Çareyi doktor doktor gezmekte bulan Yılmaz, İstanbul’daki birçok uzmana evraklarını ulaştırdı ancak umut verici bir yanıt alamadı. Ta ki İzmir’deki bir doktorla tanışana dek…
''İLK DEFA BİRİSİ BİZE OLUMLU DÖNÜŞ YAPTI''
Yılmaz, umutla çıktığı bu uzun yolda yüzünü güldüren gelişmeyi şu sözlerle paylaştı:
“İlk defa birisi bize olumlu dönüş yaptı. İstanbul’daki birçok doktora evraklarımızı gönderdik. Ama yapamayacaklarını söylediler. Yemek borusu ameliyatı çok zor bir ameliyattı. Ya ESD yapılacaktı ya da cerrahi bir operasyon geçirecektim. ESD’yi Doç. Dr. Süleyman Günay yaptı. İnsan böyle zamanlarda bir umut ışığı arıyor.”
ZOR BİR İŞLEM AMA MÜMKÜN
Yılmaz’a uygulanan tedavi süreci hakkında bilgi veren Medicana Sağlık Grubu Gastroenteroloji Uzmanı Doç. Dr. Süleyman Günay, ESD uygulamasının zorluklarına dikkat çekti:
“Hasta daha öncesinde radyoterapi ve kemoterapi aldığı için ESD işlemini yapmak zorlaşıyor ve hasta bazı komplikasyonlara açık hale geliyor. Çünkü kemoterapi ve radyoterapi sırasında hastanın yemek borusundaki tabakalar birbirine yapışıyor. Bu da ameliyatı riskli kategoriye taşıdığından, ESD işlemini uygulamak zorlaşabiliyor. Ancak bu tür hastalara endoskopik tedavi imkanı sunulabilir.”
Operasyonun başarılı geçtiğini söyleyen Doç. Dr. Günay, Yılmaz’ın yemek borusundaki tümörün temizlendiğini ve biyopsi sonucunun temiz çıktığını belirtti.
ENDOSKOBİK ÇÖZÜM ÖNERİSİ
Hastaların çoğuna doğrudan cerrahi operasyon önerildiğine dikkat çeken Günay, bu yöntemin yaşam kalitesine etkilerine de değindi:
“Cerrahi müdahale sonrası hastanın yaşam konforu bozulabiliyor. Ameliyata bağlı ciddi komplikasyonlar gelişebiliyor. Yemek borusunun bir kısmı alınıp tekrar mide ile ağızlaştırınca hastalarda reflü atakları olabiliyor. Mide boşalım problemleri olabiliyor.”
Cerrahinin mümkün olmadığı durumlarda ESD’nin önemli bir seçenek olabileceğini vurgulayan Günay, şöyle devam etti:
“ESD denilen işlem, kalın bağırsakta daha rahat ve güvenli yapılabilir.

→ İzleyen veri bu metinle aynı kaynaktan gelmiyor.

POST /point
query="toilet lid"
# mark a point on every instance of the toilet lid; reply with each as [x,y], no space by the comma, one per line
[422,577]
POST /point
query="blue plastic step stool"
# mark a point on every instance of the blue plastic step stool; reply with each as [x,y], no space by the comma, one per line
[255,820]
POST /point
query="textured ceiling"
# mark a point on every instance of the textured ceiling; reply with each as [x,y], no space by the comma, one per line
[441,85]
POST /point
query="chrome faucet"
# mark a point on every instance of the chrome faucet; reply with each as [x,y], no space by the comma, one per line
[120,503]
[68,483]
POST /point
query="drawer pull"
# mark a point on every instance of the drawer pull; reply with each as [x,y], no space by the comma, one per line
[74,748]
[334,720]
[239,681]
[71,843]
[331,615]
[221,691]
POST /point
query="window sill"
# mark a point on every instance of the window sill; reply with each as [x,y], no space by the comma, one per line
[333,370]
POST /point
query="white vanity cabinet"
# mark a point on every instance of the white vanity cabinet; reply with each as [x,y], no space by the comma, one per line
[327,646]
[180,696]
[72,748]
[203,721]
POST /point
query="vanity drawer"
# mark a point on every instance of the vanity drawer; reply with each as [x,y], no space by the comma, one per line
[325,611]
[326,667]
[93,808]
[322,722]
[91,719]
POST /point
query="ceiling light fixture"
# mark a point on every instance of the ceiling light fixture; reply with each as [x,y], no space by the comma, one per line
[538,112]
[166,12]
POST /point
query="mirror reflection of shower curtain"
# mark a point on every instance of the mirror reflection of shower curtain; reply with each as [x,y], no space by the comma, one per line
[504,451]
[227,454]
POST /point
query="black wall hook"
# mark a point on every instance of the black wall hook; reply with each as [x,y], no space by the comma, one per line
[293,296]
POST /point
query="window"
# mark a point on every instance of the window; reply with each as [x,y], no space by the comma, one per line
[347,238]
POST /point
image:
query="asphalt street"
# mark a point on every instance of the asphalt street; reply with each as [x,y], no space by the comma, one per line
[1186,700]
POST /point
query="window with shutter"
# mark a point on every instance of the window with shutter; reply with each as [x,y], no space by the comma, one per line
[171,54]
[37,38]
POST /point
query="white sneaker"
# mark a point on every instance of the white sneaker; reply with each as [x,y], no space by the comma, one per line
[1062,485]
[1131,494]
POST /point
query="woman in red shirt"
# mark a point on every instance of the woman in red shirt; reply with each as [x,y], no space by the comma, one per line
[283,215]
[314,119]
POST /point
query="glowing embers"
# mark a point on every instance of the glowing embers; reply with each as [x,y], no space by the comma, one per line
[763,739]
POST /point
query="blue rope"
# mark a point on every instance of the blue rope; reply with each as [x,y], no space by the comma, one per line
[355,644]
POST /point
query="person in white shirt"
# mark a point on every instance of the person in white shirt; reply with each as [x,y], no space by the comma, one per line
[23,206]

Ama yemek borusu çok ince olduğundan aynı işlemi bu bölgede yapmak daha büyük hassasiyet gerektiriyor.”
Son olarak hastalara önemli bir uyarıda bulunan Doç. Dr. Süleyman Günay, cerrahi işlem önerilen hastaların mutlaka bir uzmana danışarak, endoskopik yöntemlerin mümkün olup olmadığını araştırmaları gerektiğini belirtti.